|Full name||Severiano Ballesteros Sota|
|Born||9 April 1957
Pedreña, Cantabria, Spain
|Height||6 ft 0 in (1.83 m)|
|Residence||Marina de Cudeyo, Santander|
|Spouse||Carmen Botín (1988-2004)|
|Children||Javier (b.1990), Miguel (b.1992), Carmen (b.1994)|
|Number of wins by tour|
|European Tour||50 (1st all time)|
|Japan Golf Tour||6|
|Best results in Major Championships
|The Masters||Won: 1980, 1983|
|U.S. Open||3rd: 1987|
|Open Championship||Won: 1979, 1984, 1988|
|PGA Championship||5th: 1984|
|Achievements and awards|
|World Golf Hall of Fame||1999 (member page)|
Order of Merit winner
|1976, 1977, 1978, 1986, 1988, 1991|
Player of the Year
|1986, 1988, 1991|
Severiano "Seve" Ballesteros Sota (born 9 April 1957) is a Spanish professional golfer and former World No. 1, who was one of the sport's leading figures from the mid 1970s to the mid 1990s.
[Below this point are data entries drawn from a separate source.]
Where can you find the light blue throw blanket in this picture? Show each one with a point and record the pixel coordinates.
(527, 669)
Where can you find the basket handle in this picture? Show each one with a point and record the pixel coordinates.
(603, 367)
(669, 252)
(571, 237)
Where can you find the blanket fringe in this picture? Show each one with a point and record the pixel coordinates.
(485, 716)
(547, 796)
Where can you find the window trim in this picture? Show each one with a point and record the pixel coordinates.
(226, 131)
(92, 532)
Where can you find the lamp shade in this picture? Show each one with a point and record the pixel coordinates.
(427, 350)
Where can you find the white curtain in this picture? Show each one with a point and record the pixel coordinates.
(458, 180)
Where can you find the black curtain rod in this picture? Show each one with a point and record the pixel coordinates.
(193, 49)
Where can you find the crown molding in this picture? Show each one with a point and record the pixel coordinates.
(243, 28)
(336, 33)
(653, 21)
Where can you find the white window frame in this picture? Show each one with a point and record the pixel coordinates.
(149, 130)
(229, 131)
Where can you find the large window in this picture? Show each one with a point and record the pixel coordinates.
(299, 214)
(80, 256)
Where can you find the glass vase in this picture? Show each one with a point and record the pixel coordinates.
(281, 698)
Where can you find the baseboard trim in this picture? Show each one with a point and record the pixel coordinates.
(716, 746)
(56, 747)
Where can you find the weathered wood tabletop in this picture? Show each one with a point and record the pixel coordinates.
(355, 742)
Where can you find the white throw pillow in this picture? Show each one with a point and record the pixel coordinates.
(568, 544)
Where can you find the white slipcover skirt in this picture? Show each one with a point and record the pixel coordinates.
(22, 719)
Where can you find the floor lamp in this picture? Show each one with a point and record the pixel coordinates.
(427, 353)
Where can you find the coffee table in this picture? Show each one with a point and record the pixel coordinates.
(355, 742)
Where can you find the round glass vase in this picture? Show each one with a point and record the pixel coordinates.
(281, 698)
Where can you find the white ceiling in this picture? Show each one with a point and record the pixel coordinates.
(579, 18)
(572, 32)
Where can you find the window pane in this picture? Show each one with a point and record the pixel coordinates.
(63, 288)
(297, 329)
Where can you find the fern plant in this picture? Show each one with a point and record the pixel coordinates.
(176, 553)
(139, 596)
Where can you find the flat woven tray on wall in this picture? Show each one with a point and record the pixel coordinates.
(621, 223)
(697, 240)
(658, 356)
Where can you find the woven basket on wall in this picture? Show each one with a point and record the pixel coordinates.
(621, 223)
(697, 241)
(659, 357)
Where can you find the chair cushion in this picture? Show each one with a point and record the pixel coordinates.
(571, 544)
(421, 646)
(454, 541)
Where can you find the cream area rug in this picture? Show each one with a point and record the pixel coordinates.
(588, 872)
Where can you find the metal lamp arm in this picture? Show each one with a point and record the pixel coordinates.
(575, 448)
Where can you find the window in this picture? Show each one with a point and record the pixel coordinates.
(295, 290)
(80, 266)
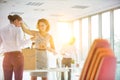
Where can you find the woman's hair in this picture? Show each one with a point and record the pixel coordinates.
(12, 18)
(44, 21)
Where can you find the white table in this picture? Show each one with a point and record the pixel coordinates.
(57, 70)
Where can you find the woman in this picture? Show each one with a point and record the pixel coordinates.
(43, 42)
(12, 41)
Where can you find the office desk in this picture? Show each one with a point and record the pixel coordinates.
(57, 70)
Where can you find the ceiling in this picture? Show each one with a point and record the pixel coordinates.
(64, 10)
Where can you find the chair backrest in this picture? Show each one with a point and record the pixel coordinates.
(107, 69)
(98, 43)
(95, 59)
(102, 55)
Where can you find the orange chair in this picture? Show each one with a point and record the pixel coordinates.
(107, 69)
(95, 58)
(98, 43)
(104, 65)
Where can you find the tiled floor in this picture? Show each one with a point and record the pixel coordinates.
(53, 75)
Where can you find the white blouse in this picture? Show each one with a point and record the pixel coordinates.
(11, 39)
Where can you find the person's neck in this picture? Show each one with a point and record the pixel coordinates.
(43, 33)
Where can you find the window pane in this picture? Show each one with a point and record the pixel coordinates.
(117, 33)
(106, 26)
(84, 37)
(94, 27)
(76, 31)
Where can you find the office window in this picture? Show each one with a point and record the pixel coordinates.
(117, 33)
(76, 31)
(106, 26)
(85, 37)
(94, 28)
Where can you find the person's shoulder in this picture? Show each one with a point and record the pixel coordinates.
(4, 28)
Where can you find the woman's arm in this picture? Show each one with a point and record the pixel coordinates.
(28, 31)
(52, 46)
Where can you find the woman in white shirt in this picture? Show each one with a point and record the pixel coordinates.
(11, 41)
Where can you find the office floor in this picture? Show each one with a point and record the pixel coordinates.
(52, 75)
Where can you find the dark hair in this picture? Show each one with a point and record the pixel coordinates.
(44, 21)
(14, 17)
He announced himself to the golfing world in 1976, when at age 19 he finished second at The Open Championship. A member of a gifted golfing family, Ballesteros won five major tournaments between the years of 1979 and 1988, including The Open Championship three times, and The Masters twice. He was also successful in the Ryder Cup, helping the European team to five wins both as a player and captain. He is best known for his great short game, and his erratic driving of the golf ball.
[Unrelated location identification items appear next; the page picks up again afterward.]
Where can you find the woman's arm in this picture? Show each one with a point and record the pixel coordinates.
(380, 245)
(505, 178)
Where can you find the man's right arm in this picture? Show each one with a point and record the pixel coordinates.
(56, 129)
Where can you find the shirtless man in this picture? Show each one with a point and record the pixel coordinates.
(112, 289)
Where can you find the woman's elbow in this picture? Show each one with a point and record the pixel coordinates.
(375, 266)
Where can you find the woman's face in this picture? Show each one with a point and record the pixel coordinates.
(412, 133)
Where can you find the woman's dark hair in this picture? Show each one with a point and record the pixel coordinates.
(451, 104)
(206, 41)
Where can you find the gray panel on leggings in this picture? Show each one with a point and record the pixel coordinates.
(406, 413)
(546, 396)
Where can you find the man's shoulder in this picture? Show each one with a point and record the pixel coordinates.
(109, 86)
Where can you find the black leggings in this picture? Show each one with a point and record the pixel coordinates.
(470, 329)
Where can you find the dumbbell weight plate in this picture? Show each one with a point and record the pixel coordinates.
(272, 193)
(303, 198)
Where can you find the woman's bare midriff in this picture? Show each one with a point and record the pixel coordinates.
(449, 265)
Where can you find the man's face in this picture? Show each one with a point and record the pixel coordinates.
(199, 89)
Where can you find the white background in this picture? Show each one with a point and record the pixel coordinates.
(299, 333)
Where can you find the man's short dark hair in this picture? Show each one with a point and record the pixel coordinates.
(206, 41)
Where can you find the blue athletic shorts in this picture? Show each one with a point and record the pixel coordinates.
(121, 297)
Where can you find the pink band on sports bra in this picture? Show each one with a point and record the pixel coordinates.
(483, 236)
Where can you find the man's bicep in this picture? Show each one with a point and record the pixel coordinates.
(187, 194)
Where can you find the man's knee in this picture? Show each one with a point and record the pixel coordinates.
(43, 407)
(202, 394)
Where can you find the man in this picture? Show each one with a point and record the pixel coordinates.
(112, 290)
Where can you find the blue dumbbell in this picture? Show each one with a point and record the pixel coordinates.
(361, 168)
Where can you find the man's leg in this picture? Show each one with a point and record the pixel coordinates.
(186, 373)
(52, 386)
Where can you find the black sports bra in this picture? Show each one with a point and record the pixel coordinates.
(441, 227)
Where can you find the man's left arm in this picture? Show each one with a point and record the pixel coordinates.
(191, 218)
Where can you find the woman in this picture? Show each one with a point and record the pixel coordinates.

Due to back-related injuries, Ballesteros struggled with form during the 1990s. In spite of this, he continued to be involved in the game of golf, creating the Seve Trophy and running a golf course design business. Ballesteros eventually retired from competitive golf in 2007 due to continued poor form, but he has announced that he is planning to play in the 2010 Open Championship at St Andrews. Seve was awarded the Lifetime Achievement Award for the second time at the BBC Sports Personality Awards 2009. He was presented with the award at his home in Spain by his friend, compatriot and former Ryder Cup team-mate José María Olazábal
Ballesteros was born in Pedreña, Cantabria, Spain. He learned the game while playing on the beaches near his home, at the time while he was supposed to be in school, mainly using a 3-iron given to him by one of his older brothers. His uncle Ramón Sota was Spanish professional champion four times and finished sixth in The Masters in 1965. Severiano's older brother Manuel finished in the top 100 on the European Tour order of merit every year from 1972 to 1983, and later became Severiano's manager. Brothers Vicente and Baldomero, and nephew Raúl are also professional golfers.
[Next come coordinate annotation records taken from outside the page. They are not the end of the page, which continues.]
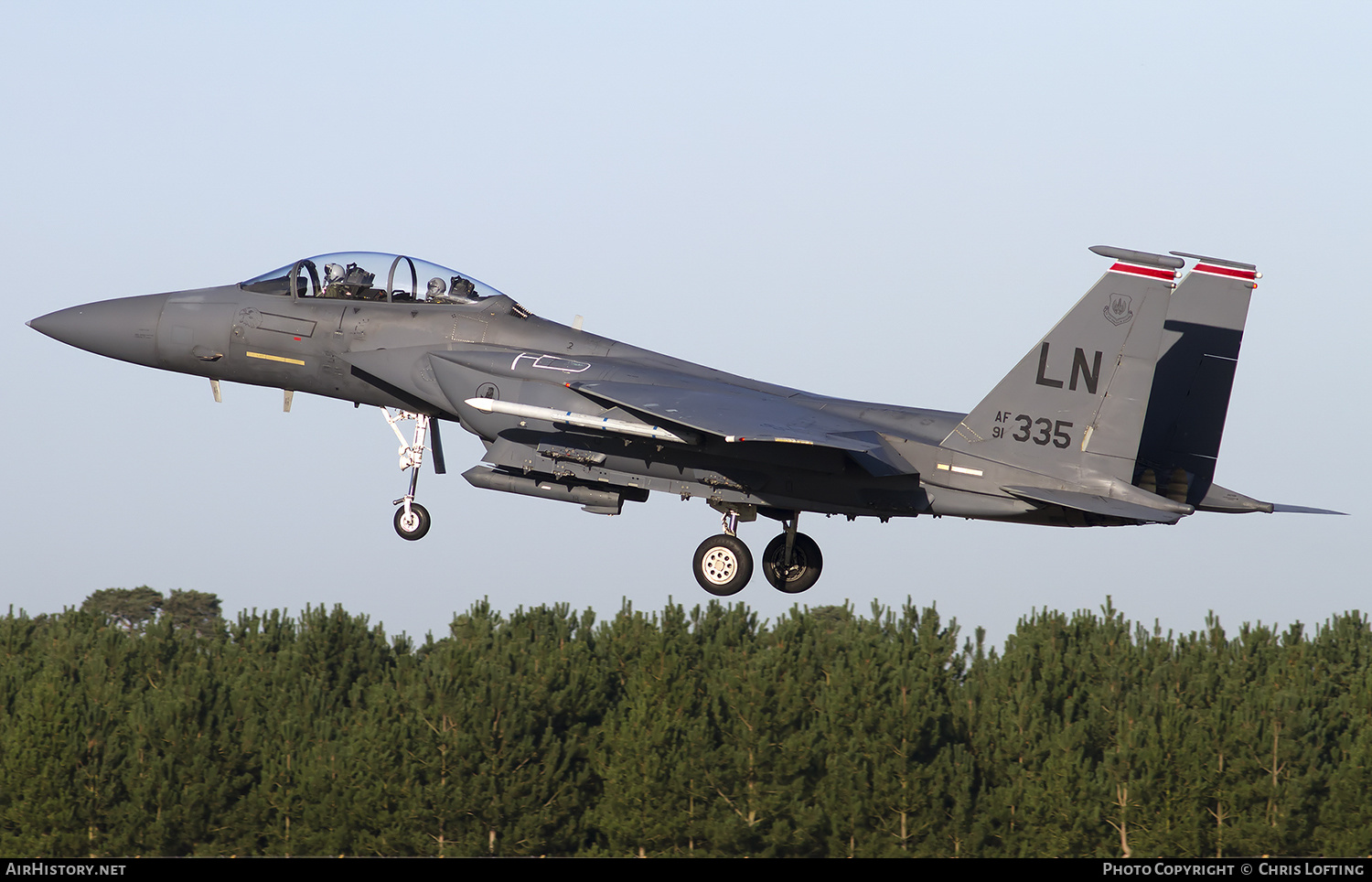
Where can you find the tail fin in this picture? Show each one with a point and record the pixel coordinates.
(1194, 378)
(1073, 408)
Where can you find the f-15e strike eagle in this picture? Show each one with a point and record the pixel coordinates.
(1114, 417)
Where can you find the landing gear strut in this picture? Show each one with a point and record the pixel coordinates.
(412, 519)
(792, 560)
(724, 564)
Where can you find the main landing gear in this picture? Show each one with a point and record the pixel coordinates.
(412, 519)
(724, 564)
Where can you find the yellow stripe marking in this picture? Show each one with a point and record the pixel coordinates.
(288, 361)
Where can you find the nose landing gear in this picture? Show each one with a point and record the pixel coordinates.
(412, 519)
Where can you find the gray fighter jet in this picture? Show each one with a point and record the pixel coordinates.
(1114, 417)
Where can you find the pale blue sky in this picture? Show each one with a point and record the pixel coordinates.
(888, 202)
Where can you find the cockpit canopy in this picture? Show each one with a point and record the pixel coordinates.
(370, 276)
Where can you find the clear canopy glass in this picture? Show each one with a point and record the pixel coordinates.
(370, 276)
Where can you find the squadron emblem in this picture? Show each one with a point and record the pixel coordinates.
(1119, 309)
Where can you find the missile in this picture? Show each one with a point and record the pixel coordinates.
(582, 420)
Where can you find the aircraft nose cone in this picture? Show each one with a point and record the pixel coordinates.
(125, 328)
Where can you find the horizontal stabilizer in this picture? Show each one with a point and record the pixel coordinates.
(1303, 509)
(1099, 505)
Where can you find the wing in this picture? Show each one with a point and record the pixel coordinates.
(740, 414)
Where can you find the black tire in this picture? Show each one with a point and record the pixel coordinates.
(806, 564)
(724, 565)
(414, 527)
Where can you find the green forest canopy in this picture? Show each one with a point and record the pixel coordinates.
(142, 725)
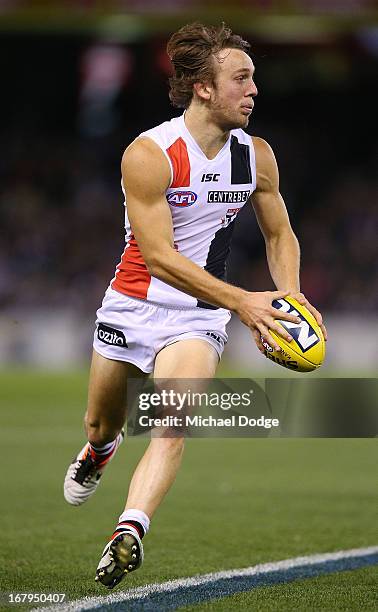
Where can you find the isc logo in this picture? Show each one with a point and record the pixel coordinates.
(210, 178)
(303, 334)
(182, 198)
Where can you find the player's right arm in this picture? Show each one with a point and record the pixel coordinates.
(146, 177)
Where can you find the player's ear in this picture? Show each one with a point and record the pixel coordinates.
(203, 90)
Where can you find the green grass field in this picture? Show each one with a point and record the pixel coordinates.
(236, 503)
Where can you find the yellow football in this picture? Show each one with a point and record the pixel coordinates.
(306, 351)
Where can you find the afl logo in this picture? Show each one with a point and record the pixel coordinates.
(182, 198)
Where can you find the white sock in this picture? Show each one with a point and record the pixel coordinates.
(135, 515)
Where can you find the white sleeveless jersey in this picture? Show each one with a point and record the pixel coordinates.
(204, 198)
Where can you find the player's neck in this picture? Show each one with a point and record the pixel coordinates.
(209, 137)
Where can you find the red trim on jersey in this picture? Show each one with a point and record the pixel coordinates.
(132, 276)
(178, 154)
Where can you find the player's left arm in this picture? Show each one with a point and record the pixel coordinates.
(282, 248)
Ballesteros turned professional in March 1974 at the age of 16. In 1976, he burst onto the international scene with a second-place finish in The Open Championship at Royal Birkdale Golf Club. Ballesteros led by two shots after the third round, but a final round 74 saw him tie with Jack Nicklaus, six shots behind the winner Johnny Miller. He went on to win the European Tour Order of Merit (money title) that year, a title that he would win six times, including the next two years, which was a record at that time (since surpassed by Colin Montgomerie). Ballesteros won his first Open Championship in 1979 with a closing 70, a round in which he famously hit his tee shot into a car park on the 16th hole yet still made birdie. In 1988, he led the Official World Golf Rankings at the end of the year; these rankings were not inaugurated until April 1986, but Ballesteros also led McCormack's World Golf Rankings, published in McCormack's "World Of Professional Golf" annuals (from which the official rankings were developed) from 1983 to 1985. He led the Official World Golf Rankings for a total of 61 weeks from 1986 to 1989.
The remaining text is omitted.